When the weather is so hot, the goats are up and about with the first light and they use the cool of the morning for their most important pastime — no, not eating, though that is indeed very important to them. Their most important pastime is working on their hierarchy. They butt heads by the hour. They do seem to enjoy it so much. One will sidle up to another and shove her rudely. The other will shove back. Then they will say increasingly rude things to each other, escalating, escalating. One will back off and rear up threateningly and the other will stand fearlessly, sturdily to receive the blow. They both back off and rear up again and — bam — head to head. All around the barnyard pairs of goats are squaring off and butting heads. Each pair has a referee, a third goat who stands at right angles and watches the head-butts judiciously. Once one decides she doesn’t want to stand up against another’s abuse any more, she just wanders off, often to find another one to contest.

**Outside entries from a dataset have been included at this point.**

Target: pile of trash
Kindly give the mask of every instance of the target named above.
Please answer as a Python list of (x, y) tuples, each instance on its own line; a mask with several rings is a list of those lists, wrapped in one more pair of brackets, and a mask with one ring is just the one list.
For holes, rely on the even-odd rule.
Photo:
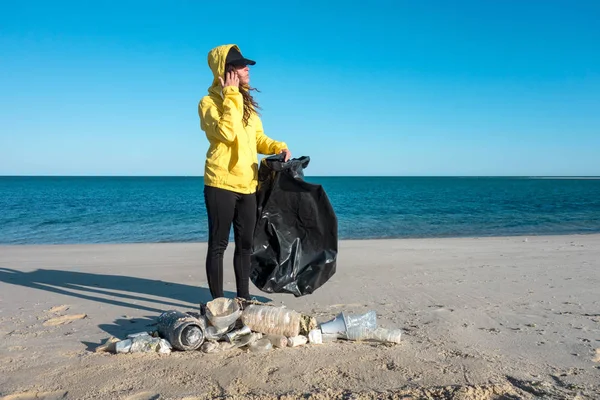
[(96, 351), (169, 354), (173, 349), (216, 353), (238, 348), (263, 352), (338, 339), (400, 343), (401, 335), (399, 329), (378, 327), (375, 311), (342, 312), (318, 325), (314, 317), (285, 307), (222, 297), (202, 305), (198, 314), (166, 311), (158, 317), (156, 331), (124, 340), (111, 338)]

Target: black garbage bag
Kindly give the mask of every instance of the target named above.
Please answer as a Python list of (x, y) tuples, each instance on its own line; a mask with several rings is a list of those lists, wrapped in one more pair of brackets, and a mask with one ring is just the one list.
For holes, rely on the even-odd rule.
[(261, 161), (250, 280), (264, 292), (300, 297), (335, 274), (337, 217), (321, 185), (304, 181), (309, 162)]

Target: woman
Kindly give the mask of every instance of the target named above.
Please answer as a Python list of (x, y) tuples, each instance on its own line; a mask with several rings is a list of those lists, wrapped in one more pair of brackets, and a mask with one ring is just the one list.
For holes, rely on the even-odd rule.
[(256, 224), (258, 153), (291, 157), (287, 145), (267, 137), (257, 114), (248, 65), (236, 45), (208, 53), (214, 79), (198, 104), (200, 126), (210, 143), (204, 166), (204, 200), (208, 213), (206, 275), (213, 298), (223, 297), (223, 253), (233, 222), (233, 268), (237, 296), (250, 299), (250, 257)]

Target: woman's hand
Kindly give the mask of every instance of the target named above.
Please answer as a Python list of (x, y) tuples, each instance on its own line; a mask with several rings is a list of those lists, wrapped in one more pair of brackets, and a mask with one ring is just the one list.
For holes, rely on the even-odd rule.
[(227, 87), (227, 86), (234, 86), (234, 87), (239, 87), (240, 86), (240, 78), (238, 77), (238, 74), (236, 71), (229, 71), (225, 74), (225, 81), (223, 81), (223, 78), (219, 77), (219, 81), (221, 81), (221, 86), (223, 88)]
[(288, 162), (290, 158), (292, 158), (292, 152), (288, 149), (283, 149), (279, 152), (279, 154), (283, 154), (283, 161)]

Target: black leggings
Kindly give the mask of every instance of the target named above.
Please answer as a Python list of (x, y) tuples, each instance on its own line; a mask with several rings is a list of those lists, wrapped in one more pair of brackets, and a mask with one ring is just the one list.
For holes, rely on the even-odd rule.
[(256, 225), (256, 195), (240, 194), (226, 189), (204, 186), (208, 212), (208, 253), (206, 276), (213, 299), (223, 295), (223, 253), (229, 243), (233, 222), (235, 253), (233, 269), (237, 296), (250, 299), (250, 257)]

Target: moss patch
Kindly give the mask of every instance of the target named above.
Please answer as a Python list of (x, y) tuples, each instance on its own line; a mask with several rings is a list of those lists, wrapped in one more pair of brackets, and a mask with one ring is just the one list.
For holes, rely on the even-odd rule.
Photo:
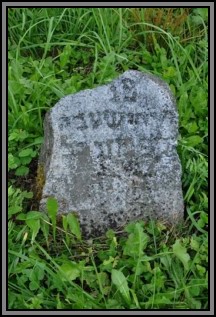
[(36, 189), (35, 196), (36, 196), (36, 199), (38, 201), (41, 200), (45, 180), (46, 180), (46, 178), (45, 178), (45, 173), (44, 173), (44, 166), (43, 166), (43, 164), (38, 164), (36, 183), (35, 183), (35, 189)]

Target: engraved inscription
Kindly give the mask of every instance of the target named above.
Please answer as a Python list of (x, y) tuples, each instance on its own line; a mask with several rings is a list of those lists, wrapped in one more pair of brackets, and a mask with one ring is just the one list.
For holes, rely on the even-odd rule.
[(109, 128), (116, 129), (121, 126), (124, 113), (111, 112), (109, 110), (104, 111), (104, 120)]
[(102, 124), (102, 118), (100, 112), (90, 112), (89, 113), (90, 124), (92, 129), (97, 129)]
[(79, 113), (78, 115), (73, 116), (73, 119), (75, 119), (75, 122), (78, 122), (77, 129), (80, 129), (80, 130), (88, 129), (88, 125), (86, 123), (84, 113)]
[[(171, 123), (171, 117), (163, 117), (161, 123), (166, 122), (166, 124)], [(122, 112), (122, 111), (96, 111), (89, 113), (79, 112), (77, 115), (72, 117), (60, 117), (59, 118), (59, 127), (61, 129), (72, 129), (77, 130), (95, 130), (100, 127), (108, 127), (112, 130), (120, 129), (124, 126), (147, 126), (155, 128), (155, 125), (158, 123), (157, 114), (152, 112), (151, 114), (145, 112)]]

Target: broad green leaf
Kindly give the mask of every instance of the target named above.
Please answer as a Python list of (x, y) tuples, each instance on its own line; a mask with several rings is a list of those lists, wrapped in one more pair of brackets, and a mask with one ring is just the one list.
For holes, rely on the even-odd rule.
[(35, 290), (38, 289), (39, 287), (40, 287), (40, 284), (37, 283), (36, 281), (31, 281), (31, 282), (29, 283), (29, 289), (30, 289), (31, 291), (35, 291)]
[(194, 280), (191, 280), (188, 283), (188, 285), (185, 287), (187, 287), (191, 296), (196, 297), (196, 296), (199, 296), (200, 294), (201, 286), (202, 284), (199, 282), (199, 279), (194, 279)]
[(146, 308), (158, 308), (157, 305), (171, 305), (172, 301), (170, 301), (167, 296), (161, 294), (155, 294), (154, 296), (150, 297), (148, 302), (146, 303)]
[(97, 274), (97, 278), (100, 280), (102, 286), (109, 285), (110, 281), (106, 272), (100, 272)]
[(154, 260), (155, 258), (153, 256), (144, 255), (140, 258), (141, 262), (149, 262)]
[(62, 215), (62, 224), (63, 224), (63, 228), (65, 230), (65, 235), (66, 235), (66, 242), (67, 244), (70, 243), (70, 238), (69, 238), (69, 235), (68, 235), (68, 222), (67, 222), (67, 217)]
[(194, 15), (191, 17), (191, 20), (193, 21), (194, 24), (196, 25), (201, 25), (203, 23), (203, 19), (199, 15)]
[(33, 243), (40, 230), (40, 219), (27, 219), (26, 224), (32, 231), (31, 243)]
[(195, 238), (191, 238), (190, 246), (193, 250), (198, 251), (199, 250), (199, 242), (195, 240)]
[(112, 282), (122, 294), (127, 303), (130, 303), (130, 291), (124, 274), (119, 270), (112, 270)]
[(19, 165), (19, 161), (17, 162), (16, 158), (10, 153), (8, 154), (8, 170), (15, 169)]
[(27, 215), (24, 214), (23, 212), (21, 214), (19, 214), (16, 219), (17, 220), (26, 220)]
[(208, 95), (204, 88), (194, 86), (190, 93), (190, 101), (195, 114), (207, 114)]
[(8, 187), (8, 197), (13, 196), (14, 192), (15, 192), (15, 189), (13, 188), (13, 186), (12, 185), (9, 186)]
[(113, 239), (115, 237), (115, 232), (113, 229), (109, 229), (107, 232), (106, 232), (106, 237), (108, 239)]
[(188, 262), (190, 260), (190, 256), (187, 253), (186, 248), (182, 246), (179, 239), (177, 239), (173, 245), (173, 253), (183, 263), (185, 270), (188, 271)]
[(39, 281), (44, 278), (44, 269), (45, 265), (42, 264), (40, 266), (35, 266), (33, 274), (32, 274), (32, 280)]
[(129, 256), (141, 257), (143, 250), (146, 248), (149, 237), (143, 232), (143, 227), (140, 223), (134, 225), (134, 232), (132, 232), (125, 244), (124, 254)]
[[(108, 295), (111, 289), (111, 286), (109, 285), (109, 278), (107, 277), (107, 279), (105, 278), (105, 274), (104, 272), (100, 272), (98, 273), (98, 280), (97, 280), (97, 284), (100, 285), (100, 291), (103, 295)], [(102, 276), (102, 280), (101, 280), (101, 276)], [(100, 282), (99, 282), (100, 281)]]
[(176, 69), (173, 66), (167, 67), (164, 72), (164, 78), (172, 78), (176, 76)]
[(20, 158), (20, 164), (22, 165), (26, 165), (26, 164), (29, 164), (32, 160), (32, 157), (31, 156), (24, 156), (24, 157), (21, 157)]
[(23, 141), (29, 136), (28, 132), (21, 129), (16, 129), (12, 133), (10, 133), (10, 136), (8, 138), (9, 141), (16, 140), (16, 141)]
[(15, 174), (16, 176), (25, 176), (27, 175), (29, 172), (29, 168), (26, 166), (20, 166), (18, 167), (18, 169), (16, 170)]
[(200, 228), (204, 228), (208, 224), (208, 215), (205, 212), (201, 212), (200, 219), (197, 222)]
[(116, 310), (116, 309), (124, 309), (124, 306), (116, 299), (108, 298), (106, 308)]
[(187, 141), (187, 146), (194, 147), (197, 144), (200, 144), (203, 142), (203, 138), (201, 138), (199, 135), (191, 135), (185, 139)]
[(97, 284), (100, 287), (101, 292), (104, 295), (107, 295), (110, 291), (110, 279), (108, 277), (108, 274), (106, 272), (99, 272), (97, 274)]
[(61, 272), (63, 273), (63, 281), (73, 281), (80, 276), (79, 265), (77, 263), (68, 262), (64, 263), (60, 267)]
[(55, 235), (56, 235), (56, 216), (58, 212), (58, 202), (55, 198), (49, 197), (47, 199), (47, 212), (48, 215), (51, 219), (52, 225), (53, 225), (53, 238), (55, 240)]
[(20, 212), (22, 210), (21, 206), (11, 206), (8, 208), (8, 214), (11, 215), (15, 215), (18, 212)]
[(206, 268), (197, 264), (196, 265), (197, 271), (200, 273), (200, 275), (204, 275), (206, 273)]
[(46, 240), (46, 244), (48, 246), (49, 244), (49, 229), (50, 229), (50, 226), (47, 222), (49, 222), (49, 218), (47, 217), (47, 215), (45, 213), (42, 214), (42, 221), (41, 221), (41, 230), (43, 232), (43, 235), (44, 235), (44, 238)]
[(67, 222), (67, 217), (64, 215), (62, 215), (62, 224), (63, 224), (64, 230), (67, 232), (68, 222)]
[(24, 191), (24, 192), (23, 192), (23, 196), (24, 196), (25, 198), (32, 198), (32, 197), (33, 197), (33, 192)]
[(185, 108), (187, 107), (187, 104), (188, 104), (188, 94), (186, 91), (183, 91), (178, 101), (179, 109), (183, 112)]
[(39, 211), (29, 211), (26, 215), (26, 220), (40, 219), (40, 218), (41, 218), (41, 212)]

The hierarchy is too complex for us to completely understand. It has to do with age and size, and having a horn gives you an advantage, and if you lose today you get another chance tomorrow to move up. Goats who have lived together for six years are still working to see who is higher and who is lower. Nothing really comes of it except everyone knows where you stand. There is a slight effect on who gets to go into the milking parlor first, and who gets to eat from this hay bunk or that hay bunk. But it is all the same hay, and everyone gets into the parlor to be milked.
So after they have been milked and fed and they have eaten and worked hard on their hierarchy for a while, they settle peacefully around, some in the barn, some in the shade of the “Goat Pagoda” outside on the open hillside, some in the shade of the cheese room which overlooks the barnyard. They chew their cud and tell quiet stories while the small kids chase each other in and out and up the stairs and down. Then everyone has a good nap. About noon they all get up and have a deep drink of water, which is up to about the right temperature by then. They have another round of hay-eating and cud-chewing and a nice siesta.
It is very peaceful to go into the barn during siesta. It is hard to believe that just a few hours ago these peaceful goats were whacking each other with bone-jarring blows to the head.. One such blow would lay you or me in the grave. In fact, if you are accosted by a goat offering to butt heads with you, just say no, I don’t think so, and scratch its ears instead. It would win.